Birdsong analysis and visualisation

I am Dr. Ayesha Hakim, a computer scientist with an aim to use my skills to do something 'Good for Nature'. I joined Cacophony to contribute towards preserving New Zealand's birds in the wild. My research interests include behaviour analysis using machine learning techniques and producing pretty graphics to visualise the complex data. To be specific, I am interested in recognition and behaviour analysis of humans and birds using audio and visual signals.

Acoustic recordings of birds have been used by conservationists and ecologists to determine population density of specific bird species in a region. However, it is very hard to analyse and visualise the presence/absence of a specific bird species by manually hearing these recordings even by an expert bird song specialist. I am working on developing computational tools to automatically classify and visualise bird sounds in order to recognise different bird species in the wild. It is a powerful combination of machine learning, ecology, and applications of multimedia visualisation. These tools can be used by conversationalists, ornithologists, ecologists, and evolutionary scientists to visually identify a bird’s species using their sound alone.

In this blog, I want to share some of the initial results obtained by automatic clustering of bird species based on their sound features using machine learning techniques. It is an attempt to find similarities between sounds of the same bird species and with other bird species as well as differentiating between birds and human sounds. Many thanks to Nirosha Priyadarshani, Stephen Marsland, Isabel Castro, and Amal Punchihewa for making their datasets available for further research. These datasets are available at

This is an interactive document-driven data visualisation (chordial diagram using d3js) to represent sound similarities and dissimilarities between North Island brown kiwi (female1, female2, female2, female4), kakapo (booming: boom1, boom2, boom3, boom4 and chinging: kc1, kc2, kc3, kc4), and ruru (trill: tril1, tril2, tril3, tril4, more: more1, more2, more3, more4, and pork: pork1, pork2, pork3, pork4).

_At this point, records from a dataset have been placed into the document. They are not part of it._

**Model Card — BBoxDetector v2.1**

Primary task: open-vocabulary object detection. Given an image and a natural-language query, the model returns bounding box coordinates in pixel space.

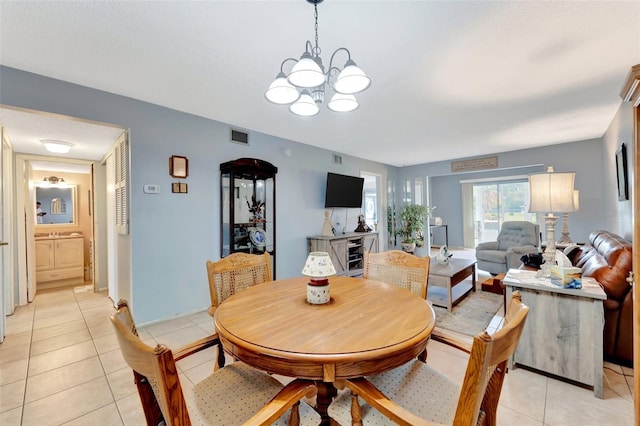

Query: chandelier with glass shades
[264,0,371,117]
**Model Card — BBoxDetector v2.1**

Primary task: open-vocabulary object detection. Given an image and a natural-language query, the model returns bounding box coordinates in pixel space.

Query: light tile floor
[0,280,633,426]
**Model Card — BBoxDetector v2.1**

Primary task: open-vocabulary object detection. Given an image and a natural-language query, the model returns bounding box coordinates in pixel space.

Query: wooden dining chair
[111,300,320,426]
[207,252,273,367]
[329,292,529,426]
[362,250,431,300]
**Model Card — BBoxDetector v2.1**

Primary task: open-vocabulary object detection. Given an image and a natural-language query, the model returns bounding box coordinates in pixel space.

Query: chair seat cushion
[329,360,460,425]
[476,250,507,264]
[189,362,320,425]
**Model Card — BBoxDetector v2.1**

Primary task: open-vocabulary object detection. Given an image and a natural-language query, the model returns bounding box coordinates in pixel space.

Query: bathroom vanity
[36,235,84,288]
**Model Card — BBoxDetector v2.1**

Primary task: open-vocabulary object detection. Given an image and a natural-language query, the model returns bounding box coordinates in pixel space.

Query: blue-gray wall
[398,134,633,250]
[0,67,633,323]
[0,67,396,323]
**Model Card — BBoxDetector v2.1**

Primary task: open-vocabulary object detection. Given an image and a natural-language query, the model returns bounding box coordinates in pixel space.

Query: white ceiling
[0,0,640,166]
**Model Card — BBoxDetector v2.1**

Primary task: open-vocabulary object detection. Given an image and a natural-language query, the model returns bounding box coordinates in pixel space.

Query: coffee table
[428,257,476,312]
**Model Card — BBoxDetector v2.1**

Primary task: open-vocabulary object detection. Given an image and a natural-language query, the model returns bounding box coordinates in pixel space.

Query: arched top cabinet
[220,158,278,279]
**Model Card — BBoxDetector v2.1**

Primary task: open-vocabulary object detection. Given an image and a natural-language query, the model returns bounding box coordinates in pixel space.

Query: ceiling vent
[231,129,249,145]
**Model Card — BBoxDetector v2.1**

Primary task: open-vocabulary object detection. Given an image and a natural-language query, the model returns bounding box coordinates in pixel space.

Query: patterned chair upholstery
[207,252,273,367]
[476,221,540,275]
[111,300,320,426]
[329,292,529,426]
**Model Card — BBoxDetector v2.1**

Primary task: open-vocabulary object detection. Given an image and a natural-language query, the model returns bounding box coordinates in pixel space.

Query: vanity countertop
[35,234,83,241]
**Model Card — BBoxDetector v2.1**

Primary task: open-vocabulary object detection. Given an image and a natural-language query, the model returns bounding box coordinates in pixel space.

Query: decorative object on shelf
[529,167,576,277]
[616,144,629,201]
[264,0,371,117]
[169,155,189,178]
[302,251,336,305]
[320,210,336,237]
[436,246,453,265]
[396,203,435,253]
[40,139,73,154]
[556,189,580,245]
[354,214,371,232]
[245,195,264,222]
[249,227,267,249]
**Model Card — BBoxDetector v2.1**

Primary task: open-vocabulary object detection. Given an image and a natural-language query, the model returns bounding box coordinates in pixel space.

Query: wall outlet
[142,185,160,194]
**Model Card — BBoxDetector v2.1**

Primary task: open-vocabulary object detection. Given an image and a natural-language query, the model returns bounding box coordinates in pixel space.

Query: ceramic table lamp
[302,251,336,305]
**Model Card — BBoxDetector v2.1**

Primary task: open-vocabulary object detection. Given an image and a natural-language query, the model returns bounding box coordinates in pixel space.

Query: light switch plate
[142,185,160,194]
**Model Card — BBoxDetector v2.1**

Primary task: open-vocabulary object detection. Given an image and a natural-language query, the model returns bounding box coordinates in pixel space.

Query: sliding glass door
[463,179,537,247]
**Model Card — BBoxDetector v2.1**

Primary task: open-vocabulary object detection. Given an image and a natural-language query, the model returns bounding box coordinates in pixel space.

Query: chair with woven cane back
[329,292,529,426]
[362,250,430,300]
[111,300,320,426]
[207,252,273,367]
[362,250,431,362]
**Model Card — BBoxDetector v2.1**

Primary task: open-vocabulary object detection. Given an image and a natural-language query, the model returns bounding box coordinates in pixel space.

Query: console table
[429,225,449,247]
[502,269,607,398]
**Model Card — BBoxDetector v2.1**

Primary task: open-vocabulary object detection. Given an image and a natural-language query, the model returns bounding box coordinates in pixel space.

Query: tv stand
[307,232,378,277]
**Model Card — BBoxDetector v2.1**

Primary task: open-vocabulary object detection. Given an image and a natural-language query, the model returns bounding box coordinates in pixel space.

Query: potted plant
[397,203,435,253]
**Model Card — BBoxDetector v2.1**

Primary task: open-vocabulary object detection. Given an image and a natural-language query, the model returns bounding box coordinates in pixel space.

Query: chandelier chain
[313,2,321,56]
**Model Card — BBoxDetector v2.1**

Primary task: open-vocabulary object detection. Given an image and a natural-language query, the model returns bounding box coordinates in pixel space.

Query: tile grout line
[72,291,125,425]
[20,302,38,424]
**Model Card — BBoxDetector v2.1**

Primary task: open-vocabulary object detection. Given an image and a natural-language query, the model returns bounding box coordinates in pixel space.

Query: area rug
[433,290,502,336]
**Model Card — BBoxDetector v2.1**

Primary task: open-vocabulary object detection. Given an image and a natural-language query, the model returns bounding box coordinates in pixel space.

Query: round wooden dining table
[214,277,435,424]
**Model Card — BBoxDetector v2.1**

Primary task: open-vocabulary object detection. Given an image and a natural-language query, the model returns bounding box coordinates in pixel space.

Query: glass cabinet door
[220,158,278,278]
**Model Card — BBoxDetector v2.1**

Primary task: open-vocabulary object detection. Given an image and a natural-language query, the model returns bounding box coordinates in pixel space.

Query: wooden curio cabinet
[220,158,278,279]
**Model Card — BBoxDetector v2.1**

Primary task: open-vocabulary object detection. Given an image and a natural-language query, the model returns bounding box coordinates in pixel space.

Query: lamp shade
[289,90,320,117]
[529,167,576,213]
[333,59,371,95]
[264,72,300,105]
[327,93,360,112]
[287,52,325,89]
[302,251,336,278]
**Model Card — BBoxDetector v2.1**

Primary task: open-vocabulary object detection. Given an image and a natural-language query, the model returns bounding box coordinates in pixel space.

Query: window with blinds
[115,132,129,235]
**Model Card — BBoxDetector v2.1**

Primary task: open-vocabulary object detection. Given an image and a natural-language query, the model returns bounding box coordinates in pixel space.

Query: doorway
[360,171,386,250]
[0,105,125,315]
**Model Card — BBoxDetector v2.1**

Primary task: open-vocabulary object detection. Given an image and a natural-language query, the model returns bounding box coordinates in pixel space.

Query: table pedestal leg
[316,381,338,425]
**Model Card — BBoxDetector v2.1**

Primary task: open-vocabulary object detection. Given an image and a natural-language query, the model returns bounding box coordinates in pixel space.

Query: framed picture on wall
[616,144,629,201]
[169,155,189,178]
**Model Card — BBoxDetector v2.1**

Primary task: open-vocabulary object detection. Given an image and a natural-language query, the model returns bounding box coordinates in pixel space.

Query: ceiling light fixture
[264,0,371,117]
[40,139,73,154]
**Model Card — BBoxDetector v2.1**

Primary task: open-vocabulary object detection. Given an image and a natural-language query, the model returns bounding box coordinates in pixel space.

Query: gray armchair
[476,221,540,275]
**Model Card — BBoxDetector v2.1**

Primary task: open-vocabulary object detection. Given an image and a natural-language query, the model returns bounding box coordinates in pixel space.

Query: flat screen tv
[324,172,364,208]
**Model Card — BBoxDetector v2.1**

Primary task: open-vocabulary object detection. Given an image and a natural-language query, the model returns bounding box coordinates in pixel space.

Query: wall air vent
[231,129,249,145]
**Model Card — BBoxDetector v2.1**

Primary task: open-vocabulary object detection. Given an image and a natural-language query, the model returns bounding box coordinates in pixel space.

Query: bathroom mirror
[35,185,78,226]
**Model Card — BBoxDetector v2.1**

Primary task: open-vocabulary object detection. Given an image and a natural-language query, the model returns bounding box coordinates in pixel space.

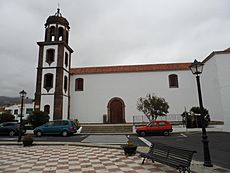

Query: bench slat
[140,143,196,172]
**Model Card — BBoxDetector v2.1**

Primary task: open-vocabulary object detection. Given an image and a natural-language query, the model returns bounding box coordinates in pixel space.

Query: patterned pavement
[0,145,178,173]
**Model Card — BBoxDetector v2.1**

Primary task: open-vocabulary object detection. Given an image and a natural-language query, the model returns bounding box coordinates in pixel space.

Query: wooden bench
[140,143,196,173]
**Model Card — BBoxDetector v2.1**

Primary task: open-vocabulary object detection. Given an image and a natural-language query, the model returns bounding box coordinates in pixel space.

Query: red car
[136,120,173,136]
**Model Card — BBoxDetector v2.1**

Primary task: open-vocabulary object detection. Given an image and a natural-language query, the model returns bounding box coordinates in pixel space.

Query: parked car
[34,120,77,137]
[0,122,26,136]
[136,120,173,136]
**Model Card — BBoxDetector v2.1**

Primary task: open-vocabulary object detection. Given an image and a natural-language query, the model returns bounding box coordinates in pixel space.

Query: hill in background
[0,96,32,106]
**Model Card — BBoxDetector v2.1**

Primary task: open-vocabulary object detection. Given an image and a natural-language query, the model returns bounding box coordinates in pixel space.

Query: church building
[34,9,230,131]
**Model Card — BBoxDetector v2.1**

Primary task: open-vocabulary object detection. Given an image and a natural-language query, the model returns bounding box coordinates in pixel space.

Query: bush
[181,106,210,128]
[27,111,50,128]
[0,112,15,123]
[137,94,169,121]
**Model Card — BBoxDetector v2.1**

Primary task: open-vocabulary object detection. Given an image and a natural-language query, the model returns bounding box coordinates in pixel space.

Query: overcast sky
[0,0,230,98]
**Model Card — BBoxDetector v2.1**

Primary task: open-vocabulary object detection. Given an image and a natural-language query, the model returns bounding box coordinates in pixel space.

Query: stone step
[81,124,133,133]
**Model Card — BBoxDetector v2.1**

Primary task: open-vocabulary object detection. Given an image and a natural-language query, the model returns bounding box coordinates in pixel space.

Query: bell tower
[34,8,73,120]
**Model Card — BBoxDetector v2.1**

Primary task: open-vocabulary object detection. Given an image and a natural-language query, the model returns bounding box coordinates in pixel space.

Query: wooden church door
[109,98,124,124]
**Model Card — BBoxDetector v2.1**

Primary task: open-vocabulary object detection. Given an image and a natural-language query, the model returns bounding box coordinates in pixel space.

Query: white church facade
[34,9,230,131]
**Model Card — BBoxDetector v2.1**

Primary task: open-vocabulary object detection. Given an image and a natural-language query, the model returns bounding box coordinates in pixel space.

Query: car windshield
[148,122,157,127]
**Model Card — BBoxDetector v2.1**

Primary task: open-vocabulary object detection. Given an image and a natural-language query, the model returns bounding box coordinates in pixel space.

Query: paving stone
[0,145,176,173]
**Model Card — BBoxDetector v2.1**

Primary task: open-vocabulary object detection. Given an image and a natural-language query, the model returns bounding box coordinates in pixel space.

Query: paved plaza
[0,145,177,173]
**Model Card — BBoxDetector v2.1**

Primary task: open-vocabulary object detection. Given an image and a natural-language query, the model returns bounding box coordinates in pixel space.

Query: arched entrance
[107,97,125,124]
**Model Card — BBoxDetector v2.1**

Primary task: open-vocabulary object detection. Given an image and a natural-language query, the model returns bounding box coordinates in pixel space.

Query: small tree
[0,111,15,123]
[27,111,50,128]
[137,94,169,121]
[181,106,210,128]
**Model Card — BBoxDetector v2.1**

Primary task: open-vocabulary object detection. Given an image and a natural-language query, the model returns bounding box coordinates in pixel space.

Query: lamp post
[189,60,213,167]
[18,90,27,142]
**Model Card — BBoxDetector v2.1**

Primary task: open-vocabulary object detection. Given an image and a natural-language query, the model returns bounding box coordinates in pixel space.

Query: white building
[35,9,230,131]
[5,103,34,121]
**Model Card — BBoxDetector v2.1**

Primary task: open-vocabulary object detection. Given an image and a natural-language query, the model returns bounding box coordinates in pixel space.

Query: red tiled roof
[202,47,230,63]
[70,63,191,74]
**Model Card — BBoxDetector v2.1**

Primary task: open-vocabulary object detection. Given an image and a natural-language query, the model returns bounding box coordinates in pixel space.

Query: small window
[64,76,68,92]
[169,74,179,88]
[75,78,84,91]
[65,52,69,67]
[149,122,157,127]
[14,109,18,115]
[158,122,165,126]
[66,31,69,44]
[44,105,50,114]
[46,49,55,65]
[50,26,55,41]
[44,73,53,92]
[26,108,33,114]
[58,27,63,41]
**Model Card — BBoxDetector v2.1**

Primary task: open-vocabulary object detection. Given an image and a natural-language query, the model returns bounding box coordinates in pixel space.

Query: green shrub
[0,111,15,123]
[181,106,210,128]
[27,111,50,128]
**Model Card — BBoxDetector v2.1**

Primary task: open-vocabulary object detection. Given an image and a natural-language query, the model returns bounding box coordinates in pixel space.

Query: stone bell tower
[34,8,73,120]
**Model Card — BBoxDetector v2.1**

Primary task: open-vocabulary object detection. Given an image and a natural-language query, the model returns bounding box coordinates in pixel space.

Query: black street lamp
[18,90,27,142]
[189,60,213,167]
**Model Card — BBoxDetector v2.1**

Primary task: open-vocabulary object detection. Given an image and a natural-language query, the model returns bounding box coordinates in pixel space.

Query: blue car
[34,120,77,137]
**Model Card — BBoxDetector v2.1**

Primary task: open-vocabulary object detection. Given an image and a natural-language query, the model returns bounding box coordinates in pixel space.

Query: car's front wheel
[164,131,169,136]
[9,130,15,136]
[36,130,42,137]
[140,131,146,137]
[61,130,68,137]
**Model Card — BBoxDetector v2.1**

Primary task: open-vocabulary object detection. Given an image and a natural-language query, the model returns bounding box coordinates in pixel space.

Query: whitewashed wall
[216,53,230,131]
[5,103,34,121]
[70,70,198,123]
[200,57,224,121]
[40,95,54,121]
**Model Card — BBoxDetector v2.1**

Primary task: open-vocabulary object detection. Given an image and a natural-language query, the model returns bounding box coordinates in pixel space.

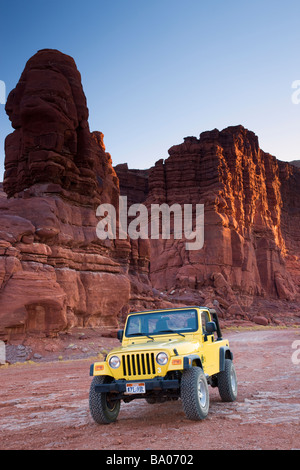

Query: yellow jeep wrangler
[89,307,237,424]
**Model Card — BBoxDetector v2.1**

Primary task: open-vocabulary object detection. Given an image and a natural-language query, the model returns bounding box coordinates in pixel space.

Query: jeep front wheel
[181,367,209,421]
[89,375,120,424]
[218,359,237,401]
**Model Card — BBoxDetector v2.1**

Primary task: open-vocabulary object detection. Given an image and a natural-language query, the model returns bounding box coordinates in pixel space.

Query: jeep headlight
[156,352,168,366]
[108,356,121,369]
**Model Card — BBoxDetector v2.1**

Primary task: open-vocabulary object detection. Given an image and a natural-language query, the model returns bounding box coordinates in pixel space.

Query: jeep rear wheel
[218,359,237,401]
[181,367,209,421]
[89,375,120,424]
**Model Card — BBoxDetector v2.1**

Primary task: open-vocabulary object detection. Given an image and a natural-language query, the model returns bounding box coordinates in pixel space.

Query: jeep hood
[109,338,199,356]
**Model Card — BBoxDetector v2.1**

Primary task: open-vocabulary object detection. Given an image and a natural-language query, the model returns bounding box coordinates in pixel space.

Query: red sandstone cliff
[0,50,300,339]
[116,126,300,321]
[0,50,156,338]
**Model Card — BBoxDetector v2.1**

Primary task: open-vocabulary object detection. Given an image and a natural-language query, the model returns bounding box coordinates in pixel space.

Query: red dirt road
[0,328,300,451]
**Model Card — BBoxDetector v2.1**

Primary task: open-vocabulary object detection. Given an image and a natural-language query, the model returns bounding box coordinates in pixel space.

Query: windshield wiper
[127,332,154,340]
[156,330,185,338]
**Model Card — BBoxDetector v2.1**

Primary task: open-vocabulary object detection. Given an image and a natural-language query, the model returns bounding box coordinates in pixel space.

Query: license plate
[126,382,146,394]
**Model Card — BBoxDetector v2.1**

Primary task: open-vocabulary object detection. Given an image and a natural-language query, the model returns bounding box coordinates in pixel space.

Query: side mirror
[205,321,217,335]
[117,330,124,342]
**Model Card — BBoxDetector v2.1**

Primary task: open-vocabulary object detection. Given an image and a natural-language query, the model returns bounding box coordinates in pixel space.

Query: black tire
[89,375,120,424]
[181,367,209,421]
[218,359,238,401]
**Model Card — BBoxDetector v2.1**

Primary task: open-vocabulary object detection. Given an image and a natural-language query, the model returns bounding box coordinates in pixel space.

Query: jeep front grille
[122,353,155,377]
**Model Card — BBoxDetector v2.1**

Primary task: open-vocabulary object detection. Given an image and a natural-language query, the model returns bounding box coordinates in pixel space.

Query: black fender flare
[219,346,233,372]
[183,354,203,370]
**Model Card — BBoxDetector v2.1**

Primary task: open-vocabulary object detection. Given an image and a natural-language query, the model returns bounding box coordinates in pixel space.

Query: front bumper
[95,378,179,393]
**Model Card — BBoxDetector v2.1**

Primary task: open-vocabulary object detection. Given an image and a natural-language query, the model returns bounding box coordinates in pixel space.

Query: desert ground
[0,327,300,451]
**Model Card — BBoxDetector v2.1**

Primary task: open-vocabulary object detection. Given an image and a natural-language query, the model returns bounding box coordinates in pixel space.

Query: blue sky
[0,0,300,180]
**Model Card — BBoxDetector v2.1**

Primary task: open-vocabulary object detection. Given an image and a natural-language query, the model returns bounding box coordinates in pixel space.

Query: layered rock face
[0,50,300,339]
[0,50,148,339]
[117,126,300,319]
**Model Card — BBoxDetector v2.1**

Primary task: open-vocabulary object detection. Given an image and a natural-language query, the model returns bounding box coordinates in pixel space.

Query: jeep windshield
[125,309,198,337]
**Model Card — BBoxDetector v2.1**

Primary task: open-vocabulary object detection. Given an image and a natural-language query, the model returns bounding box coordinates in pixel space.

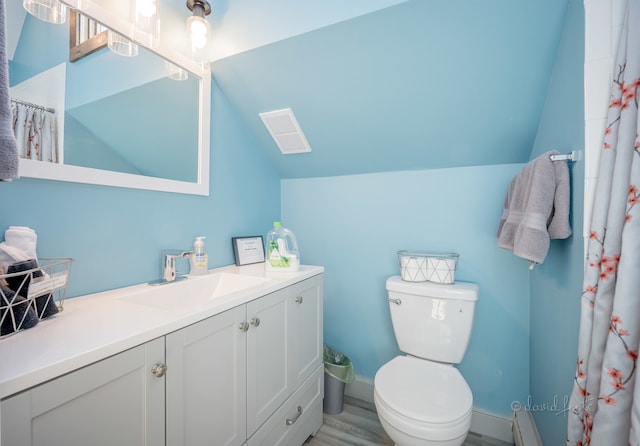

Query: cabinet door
[247,288,293,436]
[165,305,247,446]
[291,276,322,387]
[1,338,165,446]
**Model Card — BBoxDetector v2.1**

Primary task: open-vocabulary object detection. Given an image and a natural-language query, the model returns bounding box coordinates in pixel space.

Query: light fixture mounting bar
[187,0,211,16]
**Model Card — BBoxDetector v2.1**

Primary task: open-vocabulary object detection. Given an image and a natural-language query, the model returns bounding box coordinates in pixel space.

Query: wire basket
[0,258,73,339]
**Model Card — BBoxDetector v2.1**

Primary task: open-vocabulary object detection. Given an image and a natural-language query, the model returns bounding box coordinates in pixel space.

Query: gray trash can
[322,344,355,415]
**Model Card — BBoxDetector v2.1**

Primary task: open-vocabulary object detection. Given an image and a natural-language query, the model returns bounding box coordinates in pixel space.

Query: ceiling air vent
[259,108,311,155]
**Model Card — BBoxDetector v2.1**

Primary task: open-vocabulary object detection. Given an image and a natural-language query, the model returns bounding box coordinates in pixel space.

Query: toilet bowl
[373,276,478,446]
[374,356,473,446]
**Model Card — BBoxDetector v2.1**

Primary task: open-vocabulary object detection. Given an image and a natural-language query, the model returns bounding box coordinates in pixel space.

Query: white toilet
[374,276,478,446]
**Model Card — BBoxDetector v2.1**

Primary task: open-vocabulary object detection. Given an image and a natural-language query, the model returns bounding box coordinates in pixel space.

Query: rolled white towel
[0,242,34,274]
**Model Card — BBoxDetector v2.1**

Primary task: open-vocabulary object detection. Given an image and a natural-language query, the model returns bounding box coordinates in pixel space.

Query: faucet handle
[162,249,193,282]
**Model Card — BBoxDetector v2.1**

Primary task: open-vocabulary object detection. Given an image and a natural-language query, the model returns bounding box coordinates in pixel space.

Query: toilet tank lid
[387,276,480,301]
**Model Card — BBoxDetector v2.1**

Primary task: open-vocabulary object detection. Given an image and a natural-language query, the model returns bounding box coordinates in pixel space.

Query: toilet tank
[387,276,479,364]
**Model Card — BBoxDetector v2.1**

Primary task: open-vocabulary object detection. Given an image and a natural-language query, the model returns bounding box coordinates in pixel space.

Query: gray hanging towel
[497,151,571,265]
[0,0,18,181]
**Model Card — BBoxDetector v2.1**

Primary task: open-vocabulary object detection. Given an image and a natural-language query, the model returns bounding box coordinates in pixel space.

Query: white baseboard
[344,375,373,403]
[344,375,513,444]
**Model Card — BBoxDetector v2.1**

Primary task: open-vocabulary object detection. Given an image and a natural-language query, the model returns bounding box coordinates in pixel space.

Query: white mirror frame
[19,0,211,195]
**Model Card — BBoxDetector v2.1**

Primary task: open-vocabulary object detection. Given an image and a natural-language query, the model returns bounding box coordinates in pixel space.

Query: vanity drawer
[247,364,324,446]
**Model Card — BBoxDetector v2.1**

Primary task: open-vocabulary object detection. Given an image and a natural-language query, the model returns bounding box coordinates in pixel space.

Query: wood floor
[304,395,510,446]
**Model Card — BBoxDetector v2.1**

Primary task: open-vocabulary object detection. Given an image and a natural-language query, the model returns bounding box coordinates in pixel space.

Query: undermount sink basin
[120,272,270,311]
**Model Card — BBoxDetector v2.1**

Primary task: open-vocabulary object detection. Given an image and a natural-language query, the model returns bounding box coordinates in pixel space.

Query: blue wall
[282,164,529,415]
[530,0,584,445]
[0,84,280,296]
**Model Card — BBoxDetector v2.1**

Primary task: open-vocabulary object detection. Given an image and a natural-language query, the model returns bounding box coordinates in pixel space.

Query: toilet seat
[374,356,473,440]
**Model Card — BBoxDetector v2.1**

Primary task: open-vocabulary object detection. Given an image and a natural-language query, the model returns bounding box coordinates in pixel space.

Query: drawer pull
[151,362,167,378]
[286,406,302,426]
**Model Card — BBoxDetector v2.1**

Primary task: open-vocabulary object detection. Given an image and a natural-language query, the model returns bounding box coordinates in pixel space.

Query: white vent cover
[259,108,311,155]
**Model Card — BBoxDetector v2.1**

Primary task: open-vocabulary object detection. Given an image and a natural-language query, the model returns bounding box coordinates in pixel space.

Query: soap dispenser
[189,236,209,275]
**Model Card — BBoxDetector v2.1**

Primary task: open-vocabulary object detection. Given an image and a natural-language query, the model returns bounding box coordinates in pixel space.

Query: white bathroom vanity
[0,264,324,446]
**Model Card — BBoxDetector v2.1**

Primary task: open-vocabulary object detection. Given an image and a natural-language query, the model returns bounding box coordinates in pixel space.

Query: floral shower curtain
[11,103,58,163]
[566,0,640,446]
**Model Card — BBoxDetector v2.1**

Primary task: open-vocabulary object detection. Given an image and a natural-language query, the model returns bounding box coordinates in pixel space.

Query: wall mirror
[7,0,211,195]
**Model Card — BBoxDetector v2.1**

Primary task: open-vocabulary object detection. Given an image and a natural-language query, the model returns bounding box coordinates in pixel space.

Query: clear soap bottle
[189,236,209,275]
[266,221,300,272]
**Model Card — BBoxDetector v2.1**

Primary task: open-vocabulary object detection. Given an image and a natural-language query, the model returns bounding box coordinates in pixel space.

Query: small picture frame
[231,235,264,266]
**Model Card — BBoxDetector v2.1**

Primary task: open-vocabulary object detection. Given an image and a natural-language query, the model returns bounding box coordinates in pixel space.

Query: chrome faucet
[149,250,193,285]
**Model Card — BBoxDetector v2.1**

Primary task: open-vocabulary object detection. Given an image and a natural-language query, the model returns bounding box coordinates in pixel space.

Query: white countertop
[0,263,324,399]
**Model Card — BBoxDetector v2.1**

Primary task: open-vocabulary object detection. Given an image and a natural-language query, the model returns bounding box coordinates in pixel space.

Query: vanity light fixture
[22,0,67,24]
[187,0,211,62]
[107,30,138,57]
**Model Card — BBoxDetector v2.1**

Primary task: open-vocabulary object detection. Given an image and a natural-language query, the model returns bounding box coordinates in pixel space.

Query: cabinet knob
[285,406,302,426]
[151,362,167,378]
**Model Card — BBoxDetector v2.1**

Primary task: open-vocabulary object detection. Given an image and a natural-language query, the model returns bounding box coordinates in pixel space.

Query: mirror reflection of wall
[7,2,199,182]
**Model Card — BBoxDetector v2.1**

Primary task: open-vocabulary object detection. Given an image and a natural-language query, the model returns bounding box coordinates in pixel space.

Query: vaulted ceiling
[212,0,568,178]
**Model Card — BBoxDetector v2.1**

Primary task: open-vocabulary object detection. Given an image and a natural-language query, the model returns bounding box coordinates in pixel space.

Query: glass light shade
[187,15,211,62]
[22,0,67,24]
[164,62,189,81]
[107,30,138,57]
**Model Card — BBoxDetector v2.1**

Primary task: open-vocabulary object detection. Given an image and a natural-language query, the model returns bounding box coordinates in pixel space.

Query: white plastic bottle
[266,221,300,272]
[189,236,209,274]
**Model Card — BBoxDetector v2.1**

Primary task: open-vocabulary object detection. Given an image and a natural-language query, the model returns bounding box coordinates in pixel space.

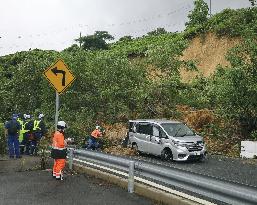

The colored stripes represents each bird and their relationship with each other based on their sound similarity measure.

Hovering the mouse over the visualisation will highlight specific relationships.

A visual representation of 20 human voices (on the right half) and bird sounds (on the left half) and their relationship with each other. We can see a boundary line separating human and birds sounds.

A visualisation representing automatic clustering of male kiwi (left half) and female kiwi (right half) sounds and their relationship with each other.

This document-driven data visualisation represents classification of kakapo chinging (left half) and booming (right half) and their relationship with each other.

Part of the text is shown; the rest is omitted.